Meta, under CEO Mark Zuckerberg and with input from CTO Andrew Bosworth, is aggressively pushing into the humanoid robotics arena as its next “AR-size bet,” undertaking development of a humanoid prototype (internally dubbed “Metabot”) while planning to license its software platform to third-party manufacturers. Bosworth insists that the hardware is less of a bottleneck than the software—particularly dexterous manipulation and simulation of a “world model”—and Meta intends to focus on building advanced AI, sensor, and robotics software, rather than becoming a full hardware maker itself. Meta’s newly formed robotics division within Reality Labs, led by former Cruise CEO Marc Whitten, aligns with its broader AI efforts and positions it in direct competition with firms like Tesla and Figure AI.
Key Takeaways
– Meta is anchoring its humanoid robotics strategy on software licensing rather than manufacturing hardware itself.
– The biggest technical challenge Meta sees is enabling robots to perform fine manipulation tasks in messy real-world environments via advanced AI and simulation (“world model”).
– Meta’s move places it in a direct race with firms like Tesla, Figure AI, and other robotics efforts led by major AI players.
In-Depth
Meta’s ambitions in humanoid robotics aren’t a casual experiment—they’re a full strategic play. The company is treating this push as comparable in scale to its investments in augmented reality, dubbing it an “AR-size bet.” The plan is to build out a robotics research arm, integrate that with its AI stack (especially its foundational models like Llama), and ultimately license the robotics software to hardware manufacturers who meet certain specs.
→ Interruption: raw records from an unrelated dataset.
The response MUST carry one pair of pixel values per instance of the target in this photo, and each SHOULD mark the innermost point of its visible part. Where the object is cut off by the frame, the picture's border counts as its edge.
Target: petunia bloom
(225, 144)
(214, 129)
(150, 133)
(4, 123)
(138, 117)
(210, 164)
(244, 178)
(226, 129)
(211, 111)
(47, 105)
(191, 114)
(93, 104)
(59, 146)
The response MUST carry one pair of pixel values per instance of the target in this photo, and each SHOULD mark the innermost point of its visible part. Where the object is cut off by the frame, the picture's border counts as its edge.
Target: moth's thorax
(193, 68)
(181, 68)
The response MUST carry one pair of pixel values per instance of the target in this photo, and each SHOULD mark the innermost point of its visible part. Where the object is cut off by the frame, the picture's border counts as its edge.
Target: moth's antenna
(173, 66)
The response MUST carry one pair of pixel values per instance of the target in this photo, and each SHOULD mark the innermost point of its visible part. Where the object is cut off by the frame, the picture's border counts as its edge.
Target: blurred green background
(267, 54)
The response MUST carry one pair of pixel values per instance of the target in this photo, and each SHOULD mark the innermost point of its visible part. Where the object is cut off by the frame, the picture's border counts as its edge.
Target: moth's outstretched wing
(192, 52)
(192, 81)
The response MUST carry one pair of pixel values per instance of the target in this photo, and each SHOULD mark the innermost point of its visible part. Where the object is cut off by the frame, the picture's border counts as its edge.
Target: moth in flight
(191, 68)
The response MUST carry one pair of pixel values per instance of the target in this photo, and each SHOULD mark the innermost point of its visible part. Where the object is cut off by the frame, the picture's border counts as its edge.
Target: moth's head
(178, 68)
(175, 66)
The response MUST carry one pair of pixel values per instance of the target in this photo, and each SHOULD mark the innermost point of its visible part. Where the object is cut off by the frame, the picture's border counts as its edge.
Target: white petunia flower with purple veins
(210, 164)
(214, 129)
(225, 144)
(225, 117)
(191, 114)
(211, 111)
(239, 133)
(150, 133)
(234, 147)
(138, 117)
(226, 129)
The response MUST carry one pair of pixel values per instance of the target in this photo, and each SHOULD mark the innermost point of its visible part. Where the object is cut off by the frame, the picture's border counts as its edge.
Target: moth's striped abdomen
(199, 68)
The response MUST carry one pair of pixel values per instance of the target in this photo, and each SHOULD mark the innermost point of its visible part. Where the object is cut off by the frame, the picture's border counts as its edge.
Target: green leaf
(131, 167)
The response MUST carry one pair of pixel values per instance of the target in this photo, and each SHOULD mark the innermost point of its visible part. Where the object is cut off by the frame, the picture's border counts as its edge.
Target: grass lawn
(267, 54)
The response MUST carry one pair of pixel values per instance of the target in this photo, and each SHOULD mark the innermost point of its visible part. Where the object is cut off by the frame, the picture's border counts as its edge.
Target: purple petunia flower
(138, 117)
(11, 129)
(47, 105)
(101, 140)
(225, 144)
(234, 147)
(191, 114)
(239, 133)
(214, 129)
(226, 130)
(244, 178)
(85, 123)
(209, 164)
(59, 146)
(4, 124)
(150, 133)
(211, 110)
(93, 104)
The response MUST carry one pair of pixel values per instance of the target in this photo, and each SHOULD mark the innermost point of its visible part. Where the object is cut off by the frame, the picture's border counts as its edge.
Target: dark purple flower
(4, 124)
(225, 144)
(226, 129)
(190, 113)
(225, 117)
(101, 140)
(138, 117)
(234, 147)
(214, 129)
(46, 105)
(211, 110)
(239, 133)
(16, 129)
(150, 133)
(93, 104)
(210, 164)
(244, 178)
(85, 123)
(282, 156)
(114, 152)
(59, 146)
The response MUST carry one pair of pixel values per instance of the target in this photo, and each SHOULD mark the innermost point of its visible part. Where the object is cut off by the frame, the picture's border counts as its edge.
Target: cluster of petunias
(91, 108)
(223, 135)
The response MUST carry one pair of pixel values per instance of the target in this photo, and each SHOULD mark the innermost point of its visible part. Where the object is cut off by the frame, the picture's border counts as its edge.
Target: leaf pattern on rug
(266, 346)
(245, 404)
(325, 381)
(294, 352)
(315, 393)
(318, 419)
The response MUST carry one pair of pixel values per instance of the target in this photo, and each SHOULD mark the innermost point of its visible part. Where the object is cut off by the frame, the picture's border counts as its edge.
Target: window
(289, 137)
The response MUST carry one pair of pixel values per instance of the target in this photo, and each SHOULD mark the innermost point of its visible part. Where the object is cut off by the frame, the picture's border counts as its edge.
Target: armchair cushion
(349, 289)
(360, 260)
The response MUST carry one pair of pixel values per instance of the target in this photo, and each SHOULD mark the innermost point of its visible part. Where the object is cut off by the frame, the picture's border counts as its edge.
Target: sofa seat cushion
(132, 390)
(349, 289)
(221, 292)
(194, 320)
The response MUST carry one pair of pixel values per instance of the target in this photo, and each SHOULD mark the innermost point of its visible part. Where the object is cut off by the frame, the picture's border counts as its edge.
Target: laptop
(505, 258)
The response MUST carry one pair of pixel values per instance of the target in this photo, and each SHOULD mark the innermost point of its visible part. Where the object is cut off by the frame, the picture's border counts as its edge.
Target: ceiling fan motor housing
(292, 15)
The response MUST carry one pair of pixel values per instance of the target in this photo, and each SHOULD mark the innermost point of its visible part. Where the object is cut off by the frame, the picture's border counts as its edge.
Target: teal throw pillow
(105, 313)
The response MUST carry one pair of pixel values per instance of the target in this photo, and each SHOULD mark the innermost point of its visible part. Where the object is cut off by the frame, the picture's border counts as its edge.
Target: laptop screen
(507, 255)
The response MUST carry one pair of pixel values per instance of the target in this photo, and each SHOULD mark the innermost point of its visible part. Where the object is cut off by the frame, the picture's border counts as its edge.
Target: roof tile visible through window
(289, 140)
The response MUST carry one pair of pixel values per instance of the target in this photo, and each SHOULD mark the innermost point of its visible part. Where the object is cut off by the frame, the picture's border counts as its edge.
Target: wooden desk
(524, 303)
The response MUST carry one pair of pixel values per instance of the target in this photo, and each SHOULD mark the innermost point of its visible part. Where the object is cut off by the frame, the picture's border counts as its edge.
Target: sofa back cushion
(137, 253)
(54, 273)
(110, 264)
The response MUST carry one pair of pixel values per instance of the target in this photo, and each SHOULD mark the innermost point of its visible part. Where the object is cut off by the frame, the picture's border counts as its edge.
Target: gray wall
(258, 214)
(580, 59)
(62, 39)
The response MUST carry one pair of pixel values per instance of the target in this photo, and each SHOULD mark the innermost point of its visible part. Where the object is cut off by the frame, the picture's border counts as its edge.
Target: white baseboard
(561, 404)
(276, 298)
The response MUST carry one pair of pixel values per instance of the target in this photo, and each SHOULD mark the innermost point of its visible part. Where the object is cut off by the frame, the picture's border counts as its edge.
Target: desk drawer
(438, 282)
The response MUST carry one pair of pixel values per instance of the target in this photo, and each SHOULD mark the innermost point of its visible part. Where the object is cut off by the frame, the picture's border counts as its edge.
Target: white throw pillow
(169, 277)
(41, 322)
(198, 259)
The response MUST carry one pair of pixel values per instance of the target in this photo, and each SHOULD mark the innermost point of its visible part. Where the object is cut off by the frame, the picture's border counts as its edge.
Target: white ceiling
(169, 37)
What’s especially interesting is how Meta frames the problem. In public remarks, Bosworth has stated that while designing motors, joints, and sensors is challenging, those are solvable engineering problems. The harder piece, he argues, is software—getting robots to understand their environment and manipulate objects with the grace, adaptability, and subtlety our hands and brains accomplish unconsciously. For instance, in an anecdote, Bosworth picked up a glass of water during a demo to illustrate how trivial it is for a human but fiendishly difficult for a robot to do without crushing or spilling. Meta is putting serious effort into constructing a “world model”—a simulation-driven neural understanding of physics, spatial relationships, and object interactions—so robots can reason about how to act, not just react.
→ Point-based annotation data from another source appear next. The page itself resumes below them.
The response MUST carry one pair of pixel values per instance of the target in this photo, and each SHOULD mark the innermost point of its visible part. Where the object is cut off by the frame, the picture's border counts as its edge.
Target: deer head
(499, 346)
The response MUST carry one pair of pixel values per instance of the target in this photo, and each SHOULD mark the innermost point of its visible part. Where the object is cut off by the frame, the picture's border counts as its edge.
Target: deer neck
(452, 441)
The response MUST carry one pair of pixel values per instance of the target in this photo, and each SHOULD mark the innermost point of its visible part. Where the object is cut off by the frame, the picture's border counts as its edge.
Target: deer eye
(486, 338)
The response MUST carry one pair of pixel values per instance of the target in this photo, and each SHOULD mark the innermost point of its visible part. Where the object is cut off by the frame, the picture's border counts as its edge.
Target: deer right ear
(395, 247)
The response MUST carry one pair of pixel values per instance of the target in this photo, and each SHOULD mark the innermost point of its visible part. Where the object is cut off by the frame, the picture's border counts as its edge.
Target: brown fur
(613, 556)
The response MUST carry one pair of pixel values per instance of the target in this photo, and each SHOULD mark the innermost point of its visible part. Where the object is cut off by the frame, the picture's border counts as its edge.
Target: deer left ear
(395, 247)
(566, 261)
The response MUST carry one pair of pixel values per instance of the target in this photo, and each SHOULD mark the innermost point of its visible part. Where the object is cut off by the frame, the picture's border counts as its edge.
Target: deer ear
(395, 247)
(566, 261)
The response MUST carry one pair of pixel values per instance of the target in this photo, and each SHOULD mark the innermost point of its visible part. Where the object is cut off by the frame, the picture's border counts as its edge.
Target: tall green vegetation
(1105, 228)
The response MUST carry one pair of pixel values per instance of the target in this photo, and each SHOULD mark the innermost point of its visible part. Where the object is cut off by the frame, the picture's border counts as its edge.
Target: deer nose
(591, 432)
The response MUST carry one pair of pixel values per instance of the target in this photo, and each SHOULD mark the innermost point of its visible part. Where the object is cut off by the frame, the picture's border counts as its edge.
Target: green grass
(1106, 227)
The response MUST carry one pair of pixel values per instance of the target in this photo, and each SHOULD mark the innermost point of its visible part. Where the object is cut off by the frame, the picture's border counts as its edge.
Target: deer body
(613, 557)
Meta’s internal memo (as reported by Reuters) shows the company forming a new division in its Reality Labs unit to house this push. The group will not only develop hardware designs for humanoid robots capable of household or task-level functions but also build out the AI, sensor suites, and software that can be embedded into such machines. Leadership choices are telling: Marc Whitten, formerly of Cruise, is now VP of robotics; John Koryl, formerly in retail and consumer hardware, is VP of retail strategy. This signals Meta’s intention to integrate robotics into its broader ecosystem—not just as a lab curiosity, but as a real product or platform.
Meta also appears to be positioning itself as the software “middleware” provider for the robotics industry. Rather than chasing every hardware innovation, it plans to set a spec for robotics and let third parties build the machines, as long as they conform to certain software interfaces. That model echoes Google’s licensing approach with Android: focus on the OS, let OEMs build the hardware. It’s a potentially scalable strategy, but also one that puts Meta in a position of gatekeeper and dependency for the robotics hardware ecosystem.
Of course, Meta is not entering this arena in a vacuum. Tesla’s Optimus project has been one of the most visible humanoid robot efforts. That means Meta will need to differentiate—perhaps not by promising the absolute most dexterous hands or legs, but by promising dependable software integration, third-party adoption, and general-purpose adaptability. That could give it a different competitive edge. In the robotics space, software and algorithms matter more than flashy hardware in many cases—especially when the problems become about perception, uncertainty, adapting to noise, and real-world variation.
Still, tremendous challenges remain. Achieving human-level dexterity, multi-step planning, robust generalization across environments, safety assurance, and managing power and mechanical constraints are all open and difficult problems. Even if Meta succeeds in licensing software, it must also ensure compliance, standardization, cross-hardware adaptability, and security. Moreover, market timing is tough. If robotics is still nascent when Meta’s software is ready, hardware adoption could lag, reducing immediate returns.
In sum: Meta is pushing into humanoid robotics with serious capital, a software-first strategy, alignment with its AI infrastructure, and leadership hire moves. Whether that becomes a major growth engine or a speculative gamble will hinge on how quickly it can overcome the core technical obstacles—and whether the wider robotics ecosystem moves with it.